At a reading table nearby, tutor David Hiegel helped first grader Trevor McBrayne sound out words in the “Turtle’s Boat” book geared for the student’s reading level. It wasn’t long before both Hiegel and Trevor were giggling over the turtle’s adventures in the colorfully illustrated story.


Hiegel, the worship arts director at High Pointe Community Church on South Hill, signed up to volunteer at Pope Elementary with fellow members of his church congregation. When he heard that Waller Road Elementary was short tutors, he agreed to help there instead.


Hiegel’s two daughters both graduated from Emerald Ridge High School, with the most recent receiving her diploma last year.


“This is my way of giving back to the community and being able to help kids who need extra help,” he said.


Good Samaritan Readers


Good Samaritan Readers is funded in part with a grant from MultiCare Good Samaritan Hospital and managed by CISP in partnership with the Puyallup School District.


ImageThe school district and CISP staff have worked closely the past six months to align what is taught in the Good Samaritan Readers program with classroom reading materials that address state learning standards.


Students in the Good Samaritan Readers program are expected to bring their classroom reading assignments and homework in a folder or binder to their weekly meetings with tutors. Tutors then review the materials with their students and help them as needed.


Both Pope and Waller Road elementary schools also plan to host literacy nights three times this year and invite parents of all first-grade students at each school, including those who have children in Good Samaritan Readers.


The literacy nights, including the first one held at each school last month, are designed to help parents of all first graders learn more about the district reading curriculum, how students are tested on their reading progress, and how they can help their children learn to read at home.


Children are invited to the events and participate in activities organized by CISP student volunteers while parents meet with teachers.


“The parent turnout at the first session was wonderful,” said Jan Mauk, executive director of Communities In Schools of Puyallup. “I believe everyone walked away with valuable information and resources to help their children become better readers.”


The need to read


Research consistently shows that the reading skills a child acquires by the end of third grade are highly predictive of future academic performance, Mauk said


A recent study by the American Educational Research Association found a student who can’t read on grade level by third grade is four times less likely to graduate by age 19 than a child who can read proficiently by that time.
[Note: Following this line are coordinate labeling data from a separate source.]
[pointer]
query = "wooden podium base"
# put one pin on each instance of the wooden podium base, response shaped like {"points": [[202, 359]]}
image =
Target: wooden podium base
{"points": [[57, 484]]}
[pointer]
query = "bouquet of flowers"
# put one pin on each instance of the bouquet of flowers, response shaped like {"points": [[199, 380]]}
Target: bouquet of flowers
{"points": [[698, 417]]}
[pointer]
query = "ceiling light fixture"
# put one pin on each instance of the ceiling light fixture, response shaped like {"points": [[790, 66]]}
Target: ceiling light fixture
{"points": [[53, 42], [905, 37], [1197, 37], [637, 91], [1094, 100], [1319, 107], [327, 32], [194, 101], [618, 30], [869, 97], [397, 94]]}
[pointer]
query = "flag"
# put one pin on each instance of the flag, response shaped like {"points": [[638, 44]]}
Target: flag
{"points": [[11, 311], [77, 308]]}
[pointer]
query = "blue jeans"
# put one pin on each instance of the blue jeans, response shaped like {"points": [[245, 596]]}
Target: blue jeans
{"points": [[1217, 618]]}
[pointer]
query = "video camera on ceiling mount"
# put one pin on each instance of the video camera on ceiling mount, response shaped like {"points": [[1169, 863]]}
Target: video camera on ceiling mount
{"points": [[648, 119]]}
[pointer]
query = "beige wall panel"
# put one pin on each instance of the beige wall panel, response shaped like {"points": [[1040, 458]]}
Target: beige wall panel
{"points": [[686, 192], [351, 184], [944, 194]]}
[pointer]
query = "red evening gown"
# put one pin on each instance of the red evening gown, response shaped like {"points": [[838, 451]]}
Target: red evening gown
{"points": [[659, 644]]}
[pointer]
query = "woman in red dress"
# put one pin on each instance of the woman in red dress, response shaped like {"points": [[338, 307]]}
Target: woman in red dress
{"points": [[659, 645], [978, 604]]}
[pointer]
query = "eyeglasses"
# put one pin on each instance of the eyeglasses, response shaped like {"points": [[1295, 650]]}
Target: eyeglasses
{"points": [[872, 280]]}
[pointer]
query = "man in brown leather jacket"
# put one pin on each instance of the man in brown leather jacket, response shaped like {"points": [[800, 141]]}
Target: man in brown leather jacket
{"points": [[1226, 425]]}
“It’s clear that children who read at grade level by the end of third grade will have greater academic success during their remaining school years and beyond,” Mauk said.


The 45 minutes of weekly personalized tutoring can make the difference, she added, between a child who dislikes reading and struggles through a book to one who chooses to read and does so with ease.


In addition to boosting students’ literacy skills, Pope Elementary Principal Dave Sunich said the program provides students with a caring and trusted mentor.

“It gives them one more reason to feel connected to school and shows them that the community cares about their success,” Sunich said.


Waller Road Elementary Principal Rick Cox added, “These students just want to know they are doing well, and this program provides that.”


As the first Good Samaritan Readers tutoring session came to a close at Waller Road Elementary, first grader Angela Campbell placed several sparkly stickers on her reading log before getting in line to head back to class.


Tutor Jessica Willemin, a 2006 Rogers High school graduate, called after Angela and said, “I’m so proud of you! You did very well today.”